Restarting salt-master via salt

3,071 views
Skip to first unread message

Mike Chesnut

unread,
Apr 4, 2013, 9:48:52 PM4/4/13
to salt-...@googlegroups.com
I decided to try to have salt distribute my master config file.  I added a clause to have it restart the salt-master service, too, as I would for any other service with a config file.  This appears to have been a bad idea (which I kind of suspected before doing it anyway, but it has been more catastrophic than I'd anticipated...).

When I tried to apply the state, it just hung.  I noticed that my salt-master process had died.  The only thing in the log file was this:

2013-04-05 01:25:48,021 [salt.master         ][WARNING ] Caught signal 15, stopping the Salt Master

I stopped the minion and verified that no salt processes were running.
Now when I try to start the master back up, I get this:

[mikec@admin1 ~]$ sudo /usr/local/bin/python /usr/local/bin/salt-master
[WARNING ] Unable to bind socket, error: [Errno -2] Name or service not known
The ports are not available to bind

I don't see anything bound to the normal salt ports (4505 and 4506), though.  I also don't see a stale pidfile or lock file or anything.
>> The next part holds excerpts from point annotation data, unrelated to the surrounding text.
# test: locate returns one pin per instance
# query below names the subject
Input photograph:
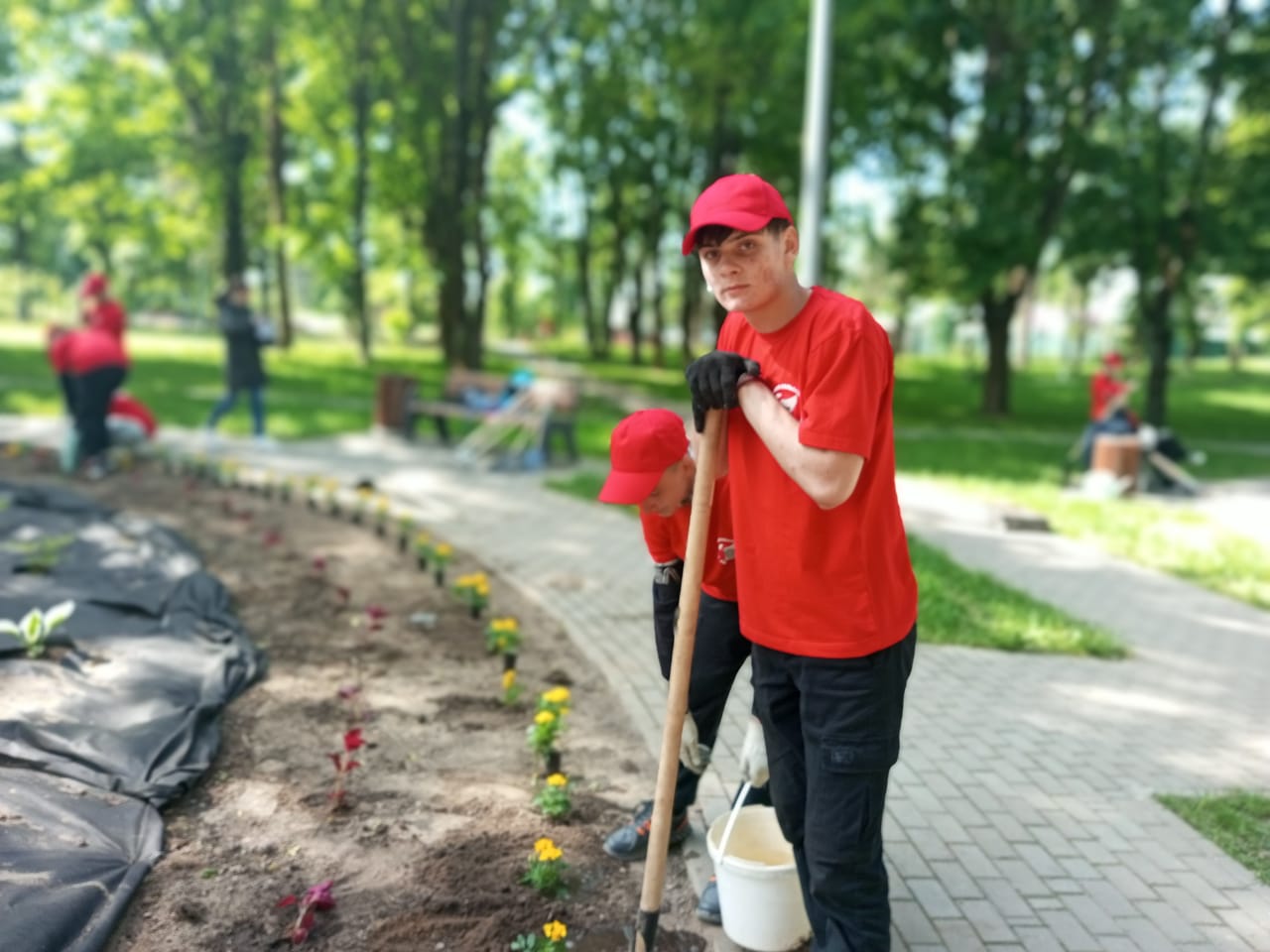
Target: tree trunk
(997, 312)
(361, 103)
(1159, 331)
(690, 307)
(585, 293)
(899, 335)
(635, 317)
(278, 193)
(235, 255)
(1080, 339)
(19, 261)
(658, 306)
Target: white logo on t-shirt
(788, 395)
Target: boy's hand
(712, 381)
(753, 756)
(693, 753)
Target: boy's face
(672, 490)
(748, 268)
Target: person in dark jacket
(243, 368)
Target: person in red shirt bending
(826, 587)
(653, 467)
(91, 365)
(100, 311)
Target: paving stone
(935, 900)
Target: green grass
(957, 606)
(320, 389)
(964, 607)
(1155, 534)
(1237, 821)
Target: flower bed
(429, 846)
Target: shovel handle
(677, 694)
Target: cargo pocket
(852, 792)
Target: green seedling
(36, 626)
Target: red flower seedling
(317, 897)
(344, 765)
(357, 708)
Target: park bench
(540, 416)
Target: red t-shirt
(667, 539)
(127, 405)
(82, 350)
(108, 316)
(821, 583)
(1102, 390)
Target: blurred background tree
(439, 172)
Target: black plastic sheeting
(70, 860)
(127, 701)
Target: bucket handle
(731, 820)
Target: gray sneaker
(707, 906)
(629, 843)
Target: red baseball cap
(742, 202)
(640, 449)
(93, 285)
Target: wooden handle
(677, 694)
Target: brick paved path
(1021, 812)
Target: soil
(437, 825)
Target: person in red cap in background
(826, 587)
(91, 365)
(653, 467)
(100, 311)
(1109, 411)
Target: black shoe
(629, 843)
(707, 906)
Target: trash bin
(393, 397)
(1118, 454)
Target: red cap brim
(629, 488)
(740, 221)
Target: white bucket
(760, 896)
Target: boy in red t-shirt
(653, 467)
(1109, 405)
(90, 365)
(826, 585)
(100, 311)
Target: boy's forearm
(826, 476)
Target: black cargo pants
(832, 733)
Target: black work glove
(712, 382)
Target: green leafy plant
(40, 555)
(441, 556)
(472, 590)
(544, 731)
(405, 531)
(511, 689)
(553, 797)
(37, 625)
(503, 636)
(547, 869)
(550, 941)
I'm on CentOS 6.3.  Any other ideas of what I should look at?  Has anybody else tried controlling their master with salt?  (Does everybody else agree that I'm pretty dumb for having tried it in the first place?)

Thanks,
Mike

Corey Quinn

unread,
Apr 4, 2013, 9:55:36 PM4/4/13
to salt-...@googlegroups.com
Hmm, I can't replicate that here:

sudo salt 'salt*' service.restart salt-master
Failed to authenticate, is this user permitted to execute commands?
[root@salt cquinn]# pgrep salt-master
29107
29108
29115
29118
29121
29122
29125
29126
29131

What salt version are you on?

-- Corey


--
You received this message because you are subscribed to the Google Groups "Salt-users" group.
To unsubscribe from this group and stop receiving emails from it, send an email to salt-users+...@googlegroups.com.
For more options, visit https://groups.google.com/groups/opt_out.
 
 

Mike Chesnut

unread,
Apr 4, 2013, 11:10:06 PM4/4/13
to salt-...@googlegroups.com
Hmm, well good to know that it worked for you.  Thanks for the data point.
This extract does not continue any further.